Ze heeft meer overeenkomsten gevonden: “De parabels binnen de verschillende stromingen zijn qua inhoudelijke thema’s vergelijkbaar. Gelijkenissen tussen vaders en zoons, slaven of een wijngaard komen steeds terug. Ook de stijl van de parabels lijkt ook op elkaar. Het zijn korte, chronologisch vertelde verhalen zonder veel details en met een folkloristisch dualisme.

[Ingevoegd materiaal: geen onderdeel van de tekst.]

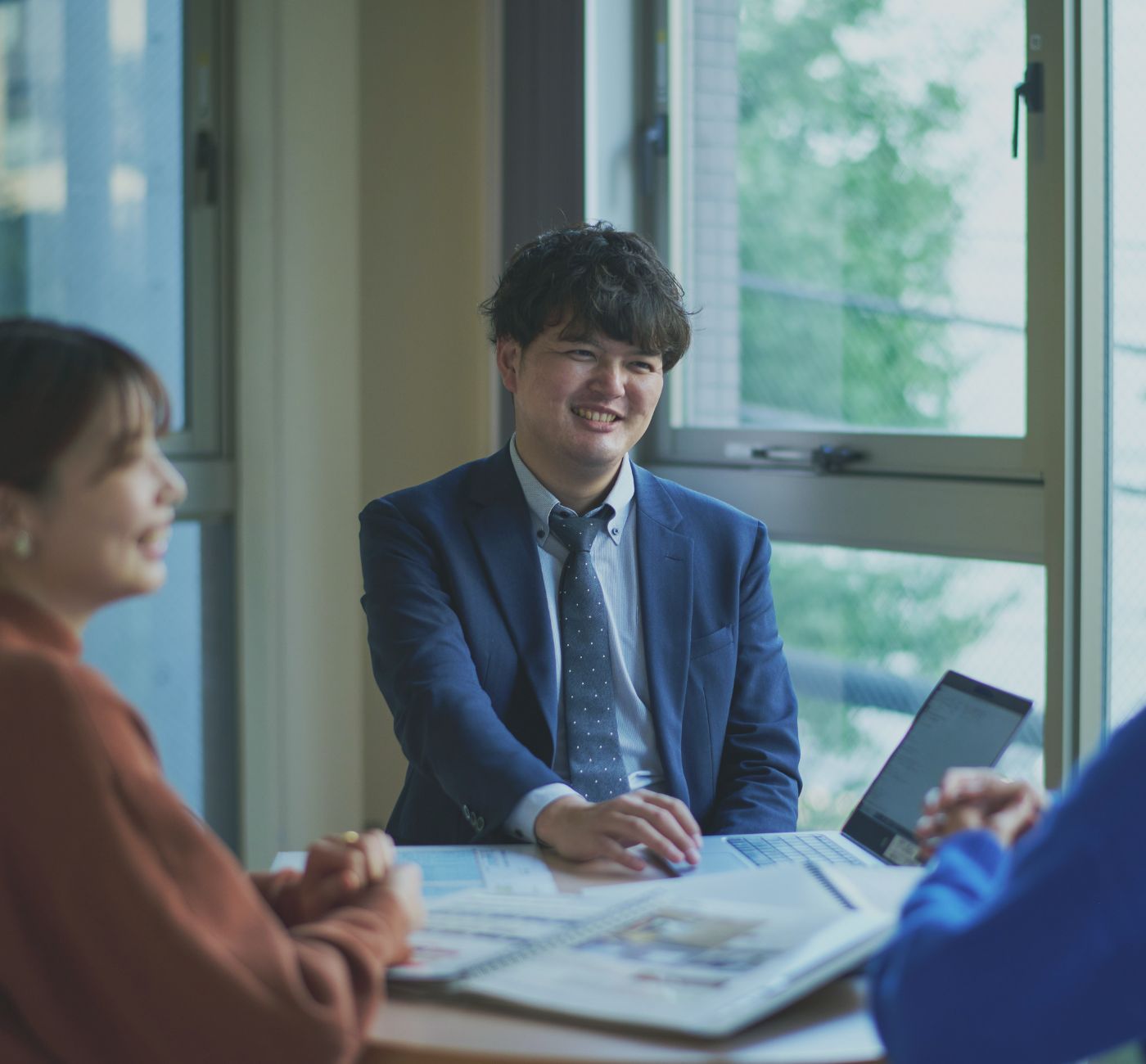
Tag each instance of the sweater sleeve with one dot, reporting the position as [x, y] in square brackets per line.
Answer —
[129, 932]
[1037, 957]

Deze teksten zijn volksverhalen, waarin onderscheid scherp wordt aangezet, zoals tussen wijze en dwaze maagden of gehoorzame en ongehoorzame zonen.”
Het onderzoek loopt nog 2,5 jaar en die periode zal Oegema zich ook verdiepen in metaforen. Wanneer dienen de familierelaties als metafoor en hoe wordt dit beschreven? “De partings of the ways zou één van de manieren kunnen zijn om de verschillen tussen nieuwtestamentische en vroegrabbijnse parabels te verklaren. In de precieze uitwerking van familierelaties in de parabels en de toepassing ervan in de boodschap van de parabel kan duidelijk worden dat de vroegrabbijnse beweging zich in een eigen richting aan het ontwikkelen is.”